Nassim Nicholas Taleb on GMOs and the Precautionary Principle


With the prospect of a Monsanto/Bayer mashup GMOs are back in the news.

In an interview from 2015, former trader and risk management expert Nassim Nicholas Taleb presents what I think are some of the best arguments against GMOs. In this podcast Taleb tackles:

  • The statistical errors found in scientific papers
  • The need to apply the precautionary principle
  • The unacknowledged risks of catastrophe
  • The technological salvation fallacy

In short, it’s not about the health risks of eating a GMO corn chip. It’s more about the way we discount and misunderstand risk. Consider Taleb’s argument the biological equivalent of what happens in The Big Short (a film in Netflix that’s well worth viewing).

You can listen to Taleb’s interview and download it here.

Leave a comment


  1. Eventually this whole GMO furor will blow over and it will be accepted because they are not dangerous and we now know that. Taleb should stick to his financial voodoo, because he’s clearly ignorant of biology, science, and GMOs. All of the arguments he cites against GMOs could be equally applicable to every scientific and technological discovery we’ve made. There are always human errors in science no matter the subject, GMOs are not special there. Also the precautionary principle has already been met! The scientific consensus is that GMOs are completely safe…some lay-folk just refuse to believe what has been proven. A no-one is saying GMOs will save the world or create utopia, but they sure could help deal with some of the world’s agricultural deficiencies and crops affected by climate change.
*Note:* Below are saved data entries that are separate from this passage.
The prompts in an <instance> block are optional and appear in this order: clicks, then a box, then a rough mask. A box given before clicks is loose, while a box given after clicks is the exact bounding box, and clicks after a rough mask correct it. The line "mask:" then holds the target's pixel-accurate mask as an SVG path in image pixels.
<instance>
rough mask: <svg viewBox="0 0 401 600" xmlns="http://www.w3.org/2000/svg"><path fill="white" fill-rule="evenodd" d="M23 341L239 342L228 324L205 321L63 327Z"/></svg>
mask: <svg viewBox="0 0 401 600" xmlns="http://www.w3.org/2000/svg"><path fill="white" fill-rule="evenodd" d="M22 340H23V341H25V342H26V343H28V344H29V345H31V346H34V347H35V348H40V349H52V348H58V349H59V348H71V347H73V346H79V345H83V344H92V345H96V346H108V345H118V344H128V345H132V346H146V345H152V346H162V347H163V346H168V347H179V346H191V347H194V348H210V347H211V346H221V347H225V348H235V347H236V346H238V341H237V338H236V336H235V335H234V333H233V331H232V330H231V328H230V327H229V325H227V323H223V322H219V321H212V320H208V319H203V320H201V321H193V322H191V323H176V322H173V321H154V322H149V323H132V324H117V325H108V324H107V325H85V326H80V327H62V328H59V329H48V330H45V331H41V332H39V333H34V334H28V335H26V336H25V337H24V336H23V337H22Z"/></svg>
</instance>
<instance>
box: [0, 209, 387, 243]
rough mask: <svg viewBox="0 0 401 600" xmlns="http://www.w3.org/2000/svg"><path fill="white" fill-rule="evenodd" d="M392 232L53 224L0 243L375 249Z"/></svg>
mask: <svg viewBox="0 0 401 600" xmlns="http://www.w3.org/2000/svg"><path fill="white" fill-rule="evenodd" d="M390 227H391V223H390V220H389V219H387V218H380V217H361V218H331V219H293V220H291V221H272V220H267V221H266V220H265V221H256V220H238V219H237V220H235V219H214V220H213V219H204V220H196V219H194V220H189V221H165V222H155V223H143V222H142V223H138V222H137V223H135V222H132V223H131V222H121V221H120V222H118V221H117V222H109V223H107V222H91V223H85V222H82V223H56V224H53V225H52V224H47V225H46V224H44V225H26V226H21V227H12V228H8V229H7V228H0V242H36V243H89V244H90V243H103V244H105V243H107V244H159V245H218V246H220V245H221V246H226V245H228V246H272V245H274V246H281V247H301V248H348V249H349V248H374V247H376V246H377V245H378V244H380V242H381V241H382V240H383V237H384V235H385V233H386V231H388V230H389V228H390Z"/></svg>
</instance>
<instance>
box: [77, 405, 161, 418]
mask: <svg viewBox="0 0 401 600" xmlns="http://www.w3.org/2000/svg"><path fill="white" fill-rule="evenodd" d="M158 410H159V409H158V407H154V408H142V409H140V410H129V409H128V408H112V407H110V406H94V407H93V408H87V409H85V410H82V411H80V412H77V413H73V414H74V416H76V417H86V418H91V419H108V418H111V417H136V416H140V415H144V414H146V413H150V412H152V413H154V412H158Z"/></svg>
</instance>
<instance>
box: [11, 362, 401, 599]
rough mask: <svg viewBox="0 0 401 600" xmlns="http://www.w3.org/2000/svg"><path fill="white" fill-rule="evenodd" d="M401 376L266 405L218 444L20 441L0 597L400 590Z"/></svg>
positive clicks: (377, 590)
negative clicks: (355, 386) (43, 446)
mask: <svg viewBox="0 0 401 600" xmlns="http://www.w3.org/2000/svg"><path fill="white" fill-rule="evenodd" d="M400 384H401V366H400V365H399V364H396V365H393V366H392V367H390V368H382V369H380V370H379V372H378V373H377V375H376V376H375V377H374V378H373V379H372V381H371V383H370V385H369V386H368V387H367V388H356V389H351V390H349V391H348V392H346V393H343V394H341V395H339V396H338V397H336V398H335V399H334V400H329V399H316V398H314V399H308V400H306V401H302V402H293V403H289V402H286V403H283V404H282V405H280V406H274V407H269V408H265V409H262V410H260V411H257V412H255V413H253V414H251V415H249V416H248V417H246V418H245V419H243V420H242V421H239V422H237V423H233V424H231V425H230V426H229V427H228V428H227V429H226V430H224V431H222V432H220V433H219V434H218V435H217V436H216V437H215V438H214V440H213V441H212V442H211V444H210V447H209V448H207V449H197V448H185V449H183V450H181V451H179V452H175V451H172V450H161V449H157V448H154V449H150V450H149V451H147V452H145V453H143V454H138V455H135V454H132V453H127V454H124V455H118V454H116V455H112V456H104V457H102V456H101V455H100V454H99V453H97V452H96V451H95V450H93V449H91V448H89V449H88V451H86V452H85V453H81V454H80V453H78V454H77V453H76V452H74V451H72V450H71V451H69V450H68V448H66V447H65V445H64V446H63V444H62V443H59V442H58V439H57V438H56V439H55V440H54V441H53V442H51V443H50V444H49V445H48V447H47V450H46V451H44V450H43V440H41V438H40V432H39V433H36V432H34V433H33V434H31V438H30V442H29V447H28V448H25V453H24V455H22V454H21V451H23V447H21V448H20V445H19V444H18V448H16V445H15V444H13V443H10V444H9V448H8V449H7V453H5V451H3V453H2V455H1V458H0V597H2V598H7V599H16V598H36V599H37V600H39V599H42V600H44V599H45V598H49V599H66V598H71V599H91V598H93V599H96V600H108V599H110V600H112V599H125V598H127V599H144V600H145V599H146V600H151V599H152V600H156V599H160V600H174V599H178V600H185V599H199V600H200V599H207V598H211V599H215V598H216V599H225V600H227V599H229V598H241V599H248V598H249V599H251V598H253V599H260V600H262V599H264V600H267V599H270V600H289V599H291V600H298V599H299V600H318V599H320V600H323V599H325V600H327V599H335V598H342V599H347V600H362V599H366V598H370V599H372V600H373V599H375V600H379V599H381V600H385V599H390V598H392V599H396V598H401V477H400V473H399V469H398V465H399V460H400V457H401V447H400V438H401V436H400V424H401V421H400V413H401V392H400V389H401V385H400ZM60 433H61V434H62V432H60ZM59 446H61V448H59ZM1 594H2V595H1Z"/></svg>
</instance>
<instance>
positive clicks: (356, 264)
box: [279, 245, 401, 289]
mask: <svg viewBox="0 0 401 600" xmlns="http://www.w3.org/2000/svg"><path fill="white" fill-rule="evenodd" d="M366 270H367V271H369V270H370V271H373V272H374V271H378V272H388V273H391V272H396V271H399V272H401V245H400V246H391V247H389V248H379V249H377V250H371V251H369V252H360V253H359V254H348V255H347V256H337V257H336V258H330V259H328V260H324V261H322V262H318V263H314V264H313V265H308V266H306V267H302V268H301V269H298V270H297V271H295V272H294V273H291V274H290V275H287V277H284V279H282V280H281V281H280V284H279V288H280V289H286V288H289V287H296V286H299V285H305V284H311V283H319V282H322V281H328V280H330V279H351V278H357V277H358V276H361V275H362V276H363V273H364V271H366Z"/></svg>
    In the end there are really no valid arguments against GMOs. There will just always be a group of folks that are scared of technology, whether they are the 18th century Luddites or the 21st century anti-GMO activists.
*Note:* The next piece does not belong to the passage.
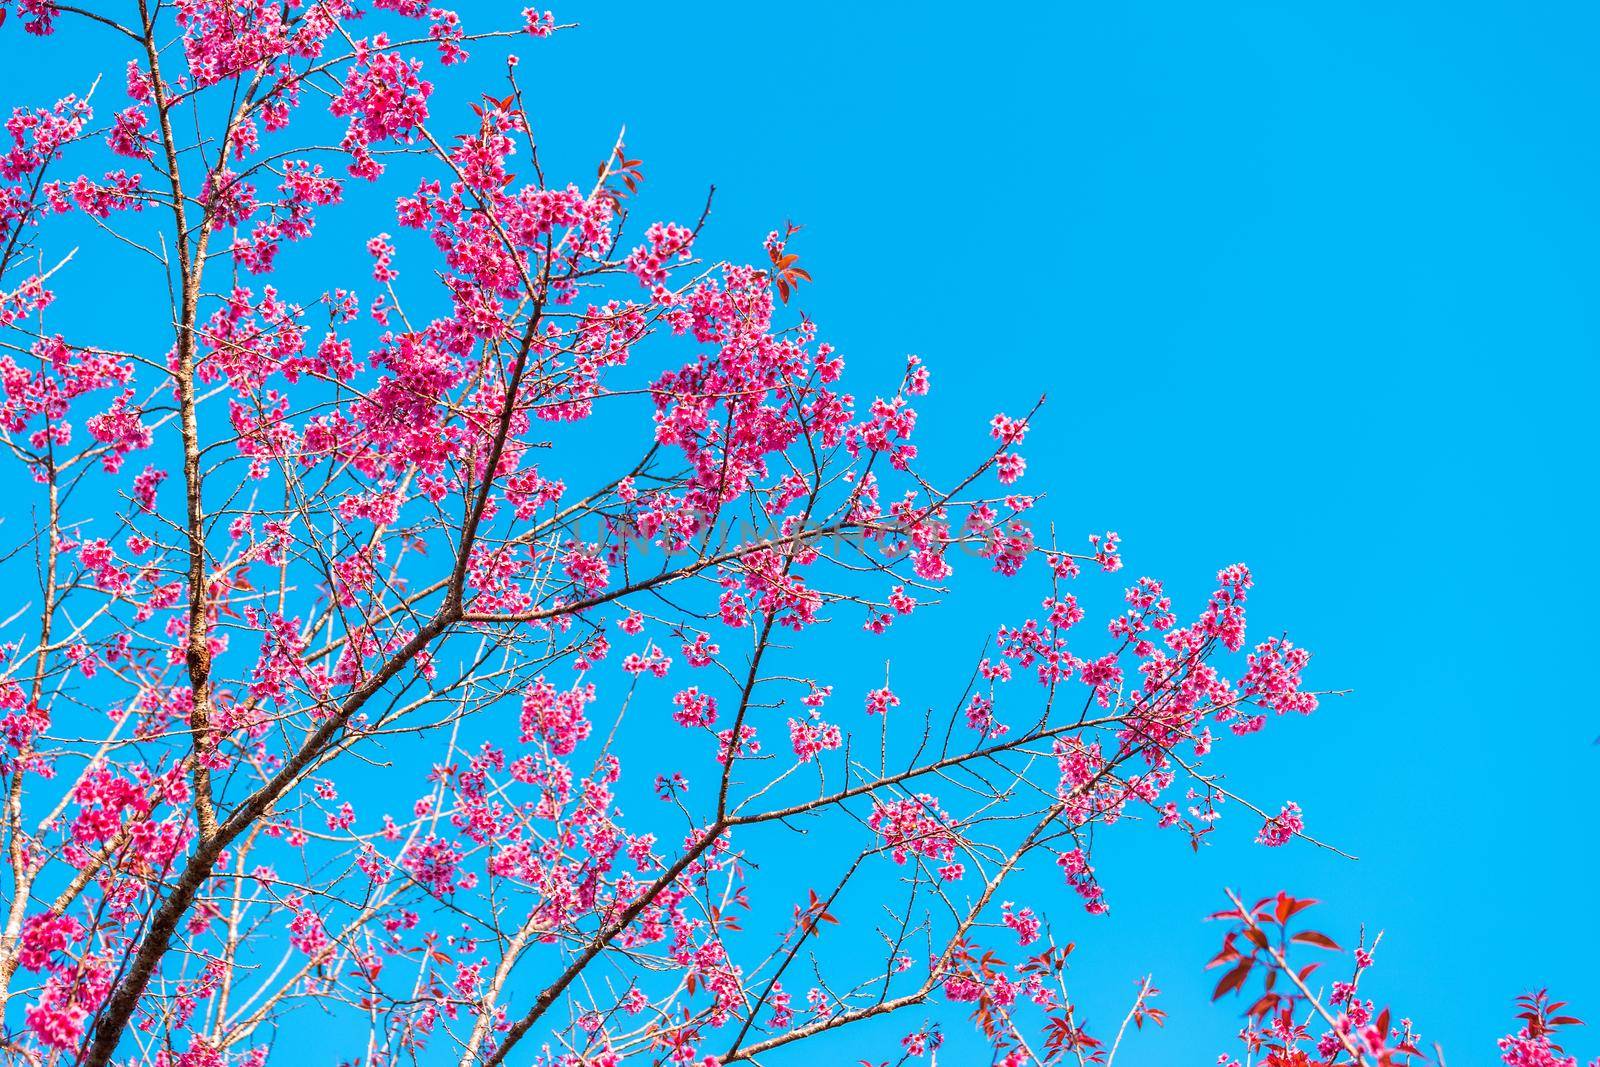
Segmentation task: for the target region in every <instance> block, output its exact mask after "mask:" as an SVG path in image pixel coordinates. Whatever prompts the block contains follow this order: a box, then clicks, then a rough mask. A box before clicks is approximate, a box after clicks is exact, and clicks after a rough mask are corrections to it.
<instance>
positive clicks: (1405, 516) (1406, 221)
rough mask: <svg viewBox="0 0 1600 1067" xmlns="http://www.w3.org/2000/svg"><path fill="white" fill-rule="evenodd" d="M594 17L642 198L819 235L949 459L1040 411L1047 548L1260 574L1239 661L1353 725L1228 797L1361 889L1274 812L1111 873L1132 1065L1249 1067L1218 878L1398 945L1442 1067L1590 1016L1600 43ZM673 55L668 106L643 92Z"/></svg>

  2. At risk of being a bit off topic, there are many other episodes of EconTalk that are also great! It, and Root Simple, are always on my ipod 🙂 There is one old episode about the economics of beekeeping, and I also highly recommend any episode with Mike Munger.

  3. Thank you for sharing this. His points have always been my biggest concern with gm crops. These inventions are living things that will reproduce on their own, we can’t simply stop producing them. It was really interesting to hear this laid out in a more concrete way re the risk assessment.
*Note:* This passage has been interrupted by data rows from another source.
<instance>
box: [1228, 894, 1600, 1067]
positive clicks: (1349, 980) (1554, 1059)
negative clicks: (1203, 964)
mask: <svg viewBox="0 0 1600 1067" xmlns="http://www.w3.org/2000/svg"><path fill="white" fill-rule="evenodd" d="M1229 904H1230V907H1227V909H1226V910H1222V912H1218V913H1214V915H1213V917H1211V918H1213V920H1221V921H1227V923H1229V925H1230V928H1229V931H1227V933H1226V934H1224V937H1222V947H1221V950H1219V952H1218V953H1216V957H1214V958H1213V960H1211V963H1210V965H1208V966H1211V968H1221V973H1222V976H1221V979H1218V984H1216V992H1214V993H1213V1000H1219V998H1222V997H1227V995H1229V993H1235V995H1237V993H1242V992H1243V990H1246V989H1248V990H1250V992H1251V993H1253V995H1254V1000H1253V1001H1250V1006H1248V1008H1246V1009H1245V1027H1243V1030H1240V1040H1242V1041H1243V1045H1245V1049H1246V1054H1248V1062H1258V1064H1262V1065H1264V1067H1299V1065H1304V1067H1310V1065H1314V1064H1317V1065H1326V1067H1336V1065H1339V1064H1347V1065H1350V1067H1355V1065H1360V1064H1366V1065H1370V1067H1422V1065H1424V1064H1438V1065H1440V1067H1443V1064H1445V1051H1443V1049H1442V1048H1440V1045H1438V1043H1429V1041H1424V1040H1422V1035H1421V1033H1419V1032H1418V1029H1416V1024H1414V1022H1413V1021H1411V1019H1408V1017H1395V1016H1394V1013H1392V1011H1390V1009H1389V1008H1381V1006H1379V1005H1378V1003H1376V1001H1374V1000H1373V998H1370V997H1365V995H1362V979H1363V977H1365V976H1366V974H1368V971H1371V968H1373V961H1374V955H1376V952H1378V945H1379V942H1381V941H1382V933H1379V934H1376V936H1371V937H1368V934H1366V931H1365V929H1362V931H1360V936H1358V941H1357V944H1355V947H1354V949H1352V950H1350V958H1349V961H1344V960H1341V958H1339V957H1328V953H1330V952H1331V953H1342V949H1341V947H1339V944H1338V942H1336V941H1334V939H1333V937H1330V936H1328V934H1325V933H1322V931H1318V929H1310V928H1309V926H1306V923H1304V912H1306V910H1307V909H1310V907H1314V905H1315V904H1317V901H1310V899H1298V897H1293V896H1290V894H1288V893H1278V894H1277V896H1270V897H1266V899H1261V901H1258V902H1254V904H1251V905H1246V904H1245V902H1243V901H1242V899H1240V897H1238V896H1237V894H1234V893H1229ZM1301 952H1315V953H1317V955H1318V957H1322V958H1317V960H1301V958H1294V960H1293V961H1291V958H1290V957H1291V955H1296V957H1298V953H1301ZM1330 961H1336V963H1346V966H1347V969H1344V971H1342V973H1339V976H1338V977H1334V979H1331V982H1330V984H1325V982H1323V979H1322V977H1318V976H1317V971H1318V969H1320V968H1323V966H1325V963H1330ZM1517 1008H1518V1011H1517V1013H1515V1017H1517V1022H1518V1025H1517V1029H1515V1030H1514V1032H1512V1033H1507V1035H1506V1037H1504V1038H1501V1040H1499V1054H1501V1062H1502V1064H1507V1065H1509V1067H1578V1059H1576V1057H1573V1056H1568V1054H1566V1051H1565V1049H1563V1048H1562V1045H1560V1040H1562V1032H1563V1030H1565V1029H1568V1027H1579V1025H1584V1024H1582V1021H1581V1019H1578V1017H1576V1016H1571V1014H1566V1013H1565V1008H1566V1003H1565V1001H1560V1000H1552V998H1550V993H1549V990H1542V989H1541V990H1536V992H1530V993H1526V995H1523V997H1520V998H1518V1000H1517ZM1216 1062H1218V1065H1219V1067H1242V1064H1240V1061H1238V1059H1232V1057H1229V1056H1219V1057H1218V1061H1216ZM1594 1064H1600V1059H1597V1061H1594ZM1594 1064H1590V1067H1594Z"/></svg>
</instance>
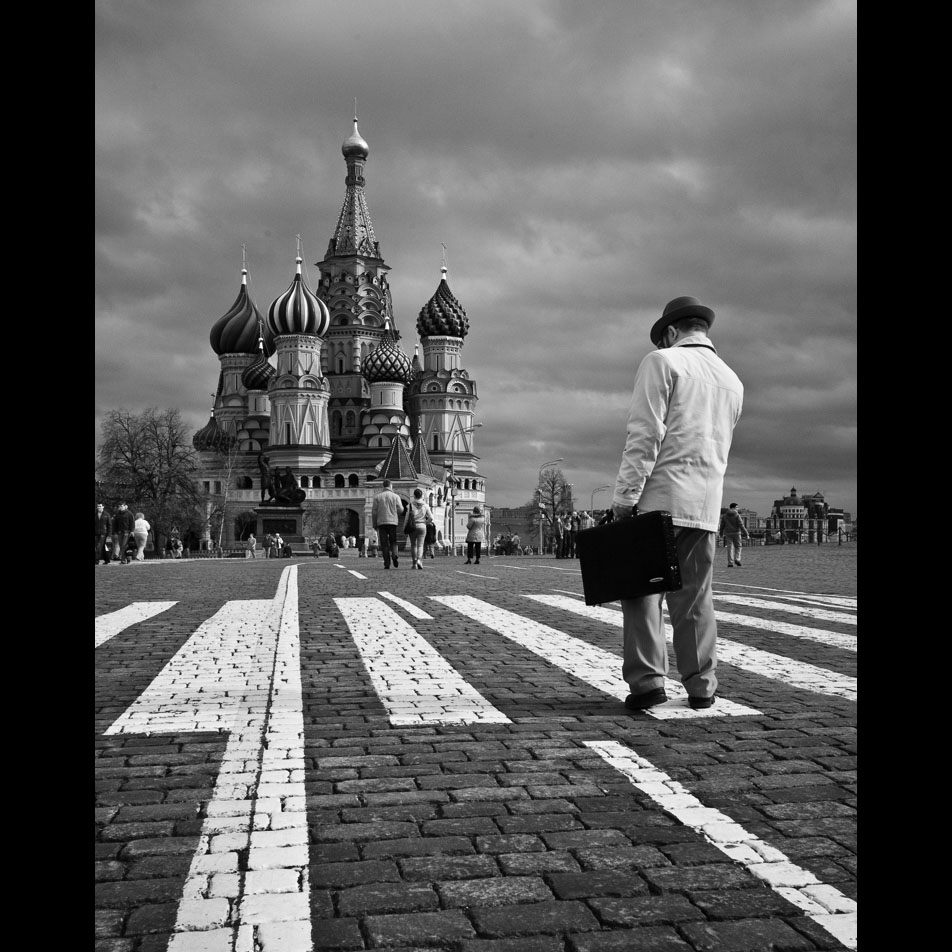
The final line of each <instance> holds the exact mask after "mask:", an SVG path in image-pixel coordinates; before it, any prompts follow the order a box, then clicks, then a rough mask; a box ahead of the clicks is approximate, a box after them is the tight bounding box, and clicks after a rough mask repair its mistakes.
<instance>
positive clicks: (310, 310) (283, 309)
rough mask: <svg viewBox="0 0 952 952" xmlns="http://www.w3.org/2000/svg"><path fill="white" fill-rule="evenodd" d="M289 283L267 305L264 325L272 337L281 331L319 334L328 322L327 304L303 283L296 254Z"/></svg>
mask: <svg viewBox="0 0 952 952" xmlns="http://www.w3.org/2000/svg"><path fill="white" fill-rule="evenodd" d="M294 260H295V261H296V262H297V273H296V274H295V275H294V280H293V281H292V282H291V286H290V287H289V288H288V289H287V291H285V292H284V294H282V295H281V296H280V297H279V298H277V299H276V300H275V301H274V303H273V304H272V305H271V307H270V308H269V309H268V327H269V328H270V329H271V333H272V334H274V336H275V337H280V336H281V335H283V334H310V335H311V336H312V337H323V336H324V334H325V333H326V332H327V328H328V327H329V326H330V323H331V312H330V311H329V310H328V309H327V305H326V304H325V303H324V302H323V301H322V300H321V299H320V298H319V297H317V296H316V295H315V294H314V292H313V291H311V289H310V288H309V287H308V286H307V285H306V284H305V283H304V278H303V277H301V262H302V261H303V260H304V259H303V258H302V257H301V256H300V255H298V256H297V258H295V259H294Z"/></svg>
  4. I live a few blocks from corn and soy fields, all GMO crops. Eating them is not necessarily the problem. The problem is pest and plants that overcome the GMO protections.

    Pig Weed is one such that effects soy. It now has naturally overcome the GMO preferred herbicide. It is a minor disaster here. The only way to get rid of Pig Weed is hand picking. There is no such labor force to do this.

    There is more to this but suffice to say that.

    GMOs are mono-culture and that is never ever a good idea.